UN SCANDALE SANITAIRE

Le gouvernement a eu du mal à obtenir les financements nécessaires pour mettre en oeuvre ce vaste projet, ainsi qu'à coordonner tous les services impliqués. Mais, à l'approche du scrutin présidentiel prévu en octobre 2015, cette promesse électorale commence à se réaliser, grâce notamment à la Banque mondiale, à la Banque africaine de développement, ou encore à l'Agence française de développement.

Ces bailleurs financent une étude pour mieux connaître le réseau existant et identifier les meilleures solutions, mais il fallait aussi parer au plus urgent. Des barrages sont en cours de réhabilitation, et trois bassins ont été creusés en 2012, à quelques dizaines de mètres du bord de la baie, pour retenir les déchets avant qu'ils n'arrivent dans la lagune et mettre fin aux inondations qui bloquaient la circulation à la moindre pluie.

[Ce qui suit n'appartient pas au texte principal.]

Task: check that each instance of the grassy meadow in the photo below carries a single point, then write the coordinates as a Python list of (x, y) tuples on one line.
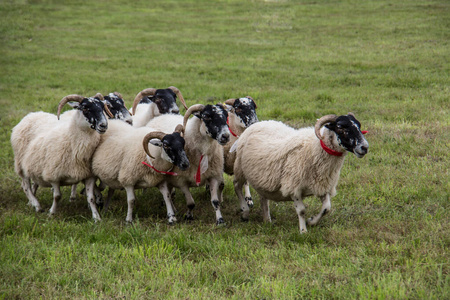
[(388, 233)]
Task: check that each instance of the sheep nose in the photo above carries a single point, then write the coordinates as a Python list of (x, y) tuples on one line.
[(225, 138), (184, 165), (364, 149)]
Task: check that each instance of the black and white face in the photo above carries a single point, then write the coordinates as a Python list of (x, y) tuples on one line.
[(92, 109), (116, 106), (245, 109), (215, 119), (348, 132), (165, 100), (173, 149)]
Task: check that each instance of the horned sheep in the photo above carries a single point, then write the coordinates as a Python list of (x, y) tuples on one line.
[(150, 103), (58, 152), (205, 135), (285, 164), (124, 160)]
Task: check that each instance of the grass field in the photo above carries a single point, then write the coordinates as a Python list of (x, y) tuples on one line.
[(388, 234)]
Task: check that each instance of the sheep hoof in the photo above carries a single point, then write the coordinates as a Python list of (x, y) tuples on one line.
[(249, 201), (220, 222)]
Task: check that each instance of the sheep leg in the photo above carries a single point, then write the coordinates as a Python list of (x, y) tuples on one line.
[(326, 206), (248, 196), (89, 186), (131, 199), (28, 190), (300, 209), (189, 202), (73, 192), (166, 192), (266, 209), (108, 199), (242, 203), (56, 197), (214, 190), (35, 186)]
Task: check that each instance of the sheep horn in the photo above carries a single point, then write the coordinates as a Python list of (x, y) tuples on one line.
[(230, 102), (152, 135), (249, 97), (99, 96), (178, 93), (66, 99), (193, 108), (179, 129), (108, 112), (140, 95), (118, 95), (322, 121)]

Des installations constamment submergées par les immondices, car elles se trouvent en contrebas de l'une des zones les plus peuplées d'Abidjan, et accueillent les nombreux détritus qui n'ont pas été ramassés par les éboueurs, principalement dans les quartiers précaires qui leur sont inaccessibles.

Les Abidjanais produisent 4000tonnes de déchets ménagers par jour. Une partie est collectée par des acteurs privés pour échouer dans une énorme décharge dans l'est de la ville, dans le quartier d'Akouedo. Là sévit une mafia qui organise les «collecteurs», principalement des femmes et des enfants, qui récupèrent ce qui peut l'être et peuvent aussi reconditionner des denrées périmées pour les vendre sur certains marchés de la ville. Un scandale sanitaire auquel les autorités promettent de mettre fin depuis longtemps. «Fermer Akouedo est une priorité pour l'Etat, assure le ministre Rémi Allah Kouadio. Mais surtout, nous allons mettre en place une gestion intégrée des déchets.»

C'est un cabinet américain qui a été retenu en mars pour mettre en place la collecte, le tri et la valorisation des déchets d'Abidjan. Reste à s'entendre sur le financement de ce projet, dont une partie sera consacrée à la sensibilisation de la population à l'écologie, une notion qui a encore du mal à trouver sa place en Côte d'Ivoire.

Le Monde.frarticle paru le vendredi 04/04/2014

Il va de soit qu'après une telle lecture il est urgent d'ériger la problématique écologique au sommet de l'Agenda des Ministres Africains de l'environnement celle-ci n'en devient que logique mais on attend surtout d'eux de la pratique et de l' innovation.

« Economie verte et enjeux sociaux : Eradication de la pauvreté, emplois verts, santé et gestion des déchets » était le thème de la première table ronde de la Conférence Africaine de Haut Niveau sur l'Economie Verte qui s'est tenue le 22 et 23 février à Oran, on ne peut qu'en comprendre l'urgence et la nécessité après la lecture d'un tel article.